Госпожа Буссардель мгновение смотрела на старика, он не пошевелился. Она села у края стола на одной из двух скамеек, поставленных вдоль него, и предложила фермерше сесть напротив нее.

- Дозвольте, сударыня, спросить... Как господин Викторен? Здоров ли?

- Да, - сказала госпожа Буссардель и вдруг без всякого перехода спросила: - Правда, что он ваш сын?

Крестьянка закрыла ладонью рот и застыла в ужасе, вытаращив глаза. Она не отвечала. Госпожа Буссардель ручкой зонтика показала, чтобы фермерша приняла ладонь, закрывавшую почти все ее лицо, и, когда увидела это лицо все целиком, заметила сходство. Во дворе при ярком солнечном свете не видно было ни малейшего сходства между этой морщинистой старухой и моложавым цветущим Виктореном; но тут, в этой укрытой от жары полутемной комнате, выступило то, что было общего в их чертах: одинаковый очерк широкого лба, тот же крупный нос, те же толстые губы... И вдруг госпоже Буссардель вспомнилось, как зимой в год войны она увидела на "полумесяце", у ворот Гранси, своего мужа в крестьянской одежде и как эта одежда шла к нему.

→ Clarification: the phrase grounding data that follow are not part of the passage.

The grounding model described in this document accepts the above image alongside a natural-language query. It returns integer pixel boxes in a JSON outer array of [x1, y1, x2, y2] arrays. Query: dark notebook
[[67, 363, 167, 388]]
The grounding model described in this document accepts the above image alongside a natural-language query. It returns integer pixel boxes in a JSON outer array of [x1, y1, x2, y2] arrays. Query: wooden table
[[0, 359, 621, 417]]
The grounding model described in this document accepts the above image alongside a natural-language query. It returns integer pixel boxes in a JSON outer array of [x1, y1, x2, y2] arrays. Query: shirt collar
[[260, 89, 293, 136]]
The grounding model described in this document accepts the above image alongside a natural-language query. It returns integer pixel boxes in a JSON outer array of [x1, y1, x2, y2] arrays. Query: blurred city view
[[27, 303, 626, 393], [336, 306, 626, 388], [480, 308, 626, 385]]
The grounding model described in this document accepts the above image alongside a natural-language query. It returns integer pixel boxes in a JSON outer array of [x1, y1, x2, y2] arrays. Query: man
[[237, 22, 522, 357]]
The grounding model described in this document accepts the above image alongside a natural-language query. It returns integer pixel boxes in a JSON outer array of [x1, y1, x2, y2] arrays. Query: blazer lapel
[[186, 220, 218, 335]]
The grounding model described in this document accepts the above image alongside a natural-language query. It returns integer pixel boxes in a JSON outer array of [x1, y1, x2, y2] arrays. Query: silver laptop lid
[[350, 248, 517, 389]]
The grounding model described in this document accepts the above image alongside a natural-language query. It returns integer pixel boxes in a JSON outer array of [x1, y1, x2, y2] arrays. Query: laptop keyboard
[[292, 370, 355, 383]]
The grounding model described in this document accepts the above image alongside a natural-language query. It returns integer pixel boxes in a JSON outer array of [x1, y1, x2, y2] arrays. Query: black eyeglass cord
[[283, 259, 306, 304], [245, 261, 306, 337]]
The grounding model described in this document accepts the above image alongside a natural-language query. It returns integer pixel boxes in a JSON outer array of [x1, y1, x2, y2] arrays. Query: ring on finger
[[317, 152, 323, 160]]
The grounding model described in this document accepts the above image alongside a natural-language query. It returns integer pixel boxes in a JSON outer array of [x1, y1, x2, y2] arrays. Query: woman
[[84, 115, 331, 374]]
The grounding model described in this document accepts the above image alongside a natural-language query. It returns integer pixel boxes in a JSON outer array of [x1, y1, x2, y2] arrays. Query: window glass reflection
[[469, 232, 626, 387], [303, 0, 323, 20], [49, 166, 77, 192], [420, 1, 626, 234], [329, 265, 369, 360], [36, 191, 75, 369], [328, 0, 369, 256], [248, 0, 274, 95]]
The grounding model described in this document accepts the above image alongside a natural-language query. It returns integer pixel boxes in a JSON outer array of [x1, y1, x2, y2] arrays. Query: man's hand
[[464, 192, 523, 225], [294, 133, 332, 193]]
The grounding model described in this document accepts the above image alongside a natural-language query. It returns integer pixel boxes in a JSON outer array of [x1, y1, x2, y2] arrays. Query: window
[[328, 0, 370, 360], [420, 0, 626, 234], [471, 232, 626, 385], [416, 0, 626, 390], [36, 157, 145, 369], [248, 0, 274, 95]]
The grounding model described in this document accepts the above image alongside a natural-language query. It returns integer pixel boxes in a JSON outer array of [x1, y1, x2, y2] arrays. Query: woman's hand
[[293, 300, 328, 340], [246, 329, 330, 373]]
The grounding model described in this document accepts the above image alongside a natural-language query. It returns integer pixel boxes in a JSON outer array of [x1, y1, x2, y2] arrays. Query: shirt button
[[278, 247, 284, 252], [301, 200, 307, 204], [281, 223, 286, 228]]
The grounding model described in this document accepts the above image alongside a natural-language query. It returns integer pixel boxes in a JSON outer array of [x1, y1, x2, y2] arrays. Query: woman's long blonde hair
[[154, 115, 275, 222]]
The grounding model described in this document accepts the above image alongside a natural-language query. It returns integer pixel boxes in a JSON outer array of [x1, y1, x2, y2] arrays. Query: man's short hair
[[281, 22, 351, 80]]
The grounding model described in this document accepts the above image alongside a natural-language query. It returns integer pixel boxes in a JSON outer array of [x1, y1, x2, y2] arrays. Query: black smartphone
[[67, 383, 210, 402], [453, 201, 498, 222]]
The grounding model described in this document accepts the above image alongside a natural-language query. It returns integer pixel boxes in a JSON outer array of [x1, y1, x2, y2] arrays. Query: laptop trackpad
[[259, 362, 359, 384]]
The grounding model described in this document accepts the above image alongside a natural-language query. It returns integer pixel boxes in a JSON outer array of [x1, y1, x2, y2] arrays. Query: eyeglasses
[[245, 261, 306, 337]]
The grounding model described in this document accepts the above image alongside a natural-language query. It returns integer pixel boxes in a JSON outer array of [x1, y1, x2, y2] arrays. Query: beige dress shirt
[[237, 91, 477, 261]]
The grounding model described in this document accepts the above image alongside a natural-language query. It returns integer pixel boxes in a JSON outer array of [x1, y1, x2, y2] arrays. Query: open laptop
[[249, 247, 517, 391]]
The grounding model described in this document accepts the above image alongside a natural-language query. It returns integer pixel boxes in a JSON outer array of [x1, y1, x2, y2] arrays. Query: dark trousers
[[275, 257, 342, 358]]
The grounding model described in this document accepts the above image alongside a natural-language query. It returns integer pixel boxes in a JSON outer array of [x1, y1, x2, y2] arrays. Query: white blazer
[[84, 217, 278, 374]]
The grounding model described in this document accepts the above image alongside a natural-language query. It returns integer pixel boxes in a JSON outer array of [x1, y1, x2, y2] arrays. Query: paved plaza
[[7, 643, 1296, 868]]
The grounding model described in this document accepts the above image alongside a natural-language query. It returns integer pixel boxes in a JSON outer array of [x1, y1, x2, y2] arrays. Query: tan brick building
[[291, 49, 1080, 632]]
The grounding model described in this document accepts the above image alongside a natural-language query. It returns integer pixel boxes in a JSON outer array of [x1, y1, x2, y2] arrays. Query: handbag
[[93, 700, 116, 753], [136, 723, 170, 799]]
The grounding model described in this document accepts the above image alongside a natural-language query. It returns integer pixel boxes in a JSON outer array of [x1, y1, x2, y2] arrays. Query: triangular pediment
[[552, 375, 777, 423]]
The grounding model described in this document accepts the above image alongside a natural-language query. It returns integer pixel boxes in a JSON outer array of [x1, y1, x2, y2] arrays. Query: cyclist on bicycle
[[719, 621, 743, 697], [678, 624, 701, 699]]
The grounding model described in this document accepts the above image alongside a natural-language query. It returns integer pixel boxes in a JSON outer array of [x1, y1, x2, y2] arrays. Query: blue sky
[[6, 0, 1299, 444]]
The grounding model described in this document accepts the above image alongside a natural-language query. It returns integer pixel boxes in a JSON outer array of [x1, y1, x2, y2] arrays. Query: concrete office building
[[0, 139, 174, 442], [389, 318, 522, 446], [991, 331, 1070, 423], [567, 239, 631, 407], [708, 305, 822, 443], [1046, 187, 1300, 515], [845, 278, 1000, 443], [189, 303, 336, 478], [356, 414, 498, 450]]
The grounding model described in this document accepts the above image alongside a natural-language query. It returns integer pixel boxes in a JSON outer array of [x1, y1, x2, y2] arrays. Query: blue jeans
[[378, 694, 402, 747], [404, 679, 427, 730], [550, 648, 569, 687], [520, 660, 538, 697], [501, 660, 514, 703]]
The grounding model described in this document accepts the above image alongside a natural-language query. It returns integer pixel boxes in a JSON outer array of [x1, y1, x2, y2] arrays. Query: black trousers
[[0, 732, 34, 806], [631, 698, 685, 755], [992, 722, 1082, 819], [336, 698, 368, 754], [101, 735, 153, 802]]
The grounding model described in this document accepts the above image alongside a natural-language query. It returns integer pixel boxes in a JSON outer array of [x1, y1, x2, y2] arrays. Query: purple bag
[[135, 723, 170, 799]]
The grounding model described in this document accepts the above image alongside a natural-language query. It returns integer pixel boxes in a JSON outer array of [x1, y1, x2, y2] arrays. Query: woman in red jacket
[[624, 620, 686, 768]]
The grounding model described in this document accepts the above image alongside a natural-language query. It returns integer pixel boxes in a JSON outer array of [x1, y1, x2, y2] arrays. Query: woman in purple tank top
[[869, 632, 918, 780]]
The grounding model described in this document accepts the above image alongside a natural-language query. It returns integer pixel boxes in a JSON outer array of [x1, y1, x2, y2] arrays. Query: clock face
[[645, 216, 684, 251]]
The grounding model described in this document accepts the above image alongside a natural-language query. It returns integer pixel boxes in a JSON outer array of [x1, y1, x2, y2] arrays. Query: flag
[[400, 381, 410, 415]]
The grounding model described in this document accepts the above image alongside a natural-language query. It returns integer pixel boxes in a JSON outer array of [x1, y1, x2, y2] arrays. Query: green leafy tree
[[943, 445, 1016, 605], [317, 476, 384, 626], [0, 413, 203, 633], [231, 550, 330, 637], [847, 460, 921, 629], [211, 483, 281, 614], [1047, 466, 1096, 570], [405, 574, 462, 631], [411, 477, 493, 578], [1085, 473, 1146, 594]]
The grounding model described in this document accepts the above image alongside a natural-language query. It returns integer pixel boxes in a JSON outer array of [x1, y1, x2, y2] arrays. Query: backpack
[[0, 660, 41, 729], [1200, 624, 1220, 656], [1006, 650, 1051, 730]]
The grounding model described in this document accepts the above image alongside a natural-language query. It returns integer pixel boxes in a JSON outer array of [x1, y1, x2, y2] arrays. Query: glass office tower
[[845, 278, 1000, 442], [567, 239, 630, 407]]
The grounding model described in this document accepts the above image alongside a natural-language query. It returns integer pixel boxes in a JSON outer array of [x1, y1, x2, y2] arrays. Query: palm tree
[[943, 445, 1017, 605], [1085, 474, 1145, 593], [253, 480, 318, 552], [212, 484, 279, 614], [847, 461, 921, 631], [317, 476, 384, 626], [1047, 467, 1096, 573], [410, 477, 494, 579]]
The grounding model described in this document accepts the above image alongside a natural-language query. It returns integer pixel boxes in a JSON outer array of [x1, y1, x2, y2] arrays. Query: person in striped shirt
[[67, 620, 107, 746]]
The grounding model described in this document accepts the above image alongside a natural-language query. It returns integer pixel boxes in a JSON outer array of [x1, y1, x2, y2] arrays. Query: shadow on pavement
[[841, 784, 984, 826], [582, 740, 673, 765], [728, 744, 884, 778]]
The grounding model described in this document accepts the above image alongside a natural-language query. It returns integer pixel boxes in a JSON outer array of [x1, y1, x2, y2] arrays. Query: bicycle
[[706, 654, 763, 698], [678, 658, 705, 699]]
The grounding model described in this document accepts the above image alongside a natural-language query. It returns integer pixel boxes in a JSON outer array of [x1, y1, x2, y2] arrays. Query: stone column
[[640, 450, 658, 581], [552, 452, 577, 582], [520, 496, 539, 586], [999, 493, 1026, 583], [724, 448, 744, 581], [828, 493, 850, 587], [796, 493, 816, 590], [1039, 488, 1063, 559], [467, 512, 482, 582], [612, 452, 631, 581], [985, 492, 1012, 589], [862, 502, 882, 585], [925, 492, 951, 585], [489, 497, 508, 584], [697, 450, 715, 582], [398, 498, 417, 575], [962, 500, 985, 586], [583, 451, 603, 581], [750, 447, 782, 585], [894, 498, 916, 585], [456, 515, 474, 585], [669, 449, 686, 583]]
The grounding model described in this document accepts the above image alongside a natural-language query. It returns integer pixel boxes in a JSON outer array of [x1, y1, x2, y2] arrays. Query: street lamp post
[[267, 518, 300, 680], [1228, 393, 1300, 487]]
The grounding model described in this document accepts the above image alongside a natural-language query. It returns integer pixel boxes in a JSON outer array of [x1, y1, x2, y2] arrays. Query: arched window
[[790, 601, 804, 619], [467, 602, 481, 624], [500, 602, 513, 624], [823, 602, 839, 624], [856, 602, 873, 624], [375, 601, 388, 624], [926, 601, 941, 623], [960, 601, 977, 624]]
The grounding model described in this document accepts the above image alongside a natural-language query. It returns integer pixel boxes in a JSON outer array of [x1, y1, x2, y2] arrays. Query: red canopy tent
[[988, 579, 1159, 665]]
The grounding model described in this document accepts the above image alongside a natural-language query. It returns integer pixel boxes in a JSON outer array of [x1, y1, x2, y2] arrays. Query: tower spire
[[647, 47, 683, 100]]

А фермерша заговорила; она признавалась, плакалась, просила прощения. Рассказывала в своей исповеди, как сорок лет назад она подменила ребенка. Оба молочных брата - ее родной сын и выкормыш, когда им было по два с половиной месяца, одновременно заболели крупом, и через двое суток выкормыш помер. Родителей его в Париже не было - уехали к себе в имение, она до смерти перепугалась, писать не умела и в первый день никак не могла в толк взять, что ей делать, а потом день за днем так и пошло, так и пошло. По ее словам, она молчала не из-за того, чтобы получать деньги за своего питомца и не из-за награды, которую ей обещали дать через несколько месяцев, когда она кончит кормить, - нет, она совсем потеряла голову. Разве ее не обвинили бы в том, что ребенок умер по ее нерадению? Да и как же сообщить такую весть отцу и матери, таким богатым, таким образованным, таким важным господам? Будь родители здесь, они, может, привезли бы самого лучшего, самого ученого доктора и он спас бы ребеночка!.. Так вот и не посмела сказать. А младенчика похоронили под семейным крестом Мальфоссов после обедни и отпевания, как положено, - уж на этот счет будьте спокойны, а когда барин с барыней приехали, им подали ее собственного ребенка - в младенчестве-то не распознаешь... Госпожа Буссардель не слушала. Она забыла об этой плачущей крестьянке, полагавшей, что пробил для нее час возмездия; она не задавалась вопросом, какими подземными ходами тетя Лилина могла проникнуть в эту тайну, - нет, она думала о том, что супружество, поглотившее семнадцать лет ее жизни, потребовавшее от нее столько терпения и жертв, оказалось зданием, построенным на песке - на ошибочно присвоенном имени. Наконец она очнулась, и тогда по другую сторону некрашеного, лоснящегося от долголетнего употребления стола увидела женщину гораздо старше ее годами, в крестьянском платье, в крестьянском чепце, женщину, которая молила ее о прощении. Неверно истолковав пристальный взгляд госпожи Буссардель, остановившийся на ней, преступница бросилась на колени и заголосила громче.

- Ах, совсем не о вас речь!.. - сказала госпожа Буссардель. Когда она проходила через двор, направляясь к коляске, три кумушки, которые шушукались, стоя у калитки, подтолкнули друг друга локтем; госпожа Буссардель взглянула на них, они умолкли и поклонились ей. Она прикусила себе губу. Неужели тайна, никому не ведомая на авеню Ван-Дейка, тайна, от которой зависело положение и будущее целого семейства, была в руках этих грубых неграмотных людей? Неужели они в течение сорока лет могли рассказывать на посиделках, как деревенского мальчишку путем ловкого обмана сделали важным господином?..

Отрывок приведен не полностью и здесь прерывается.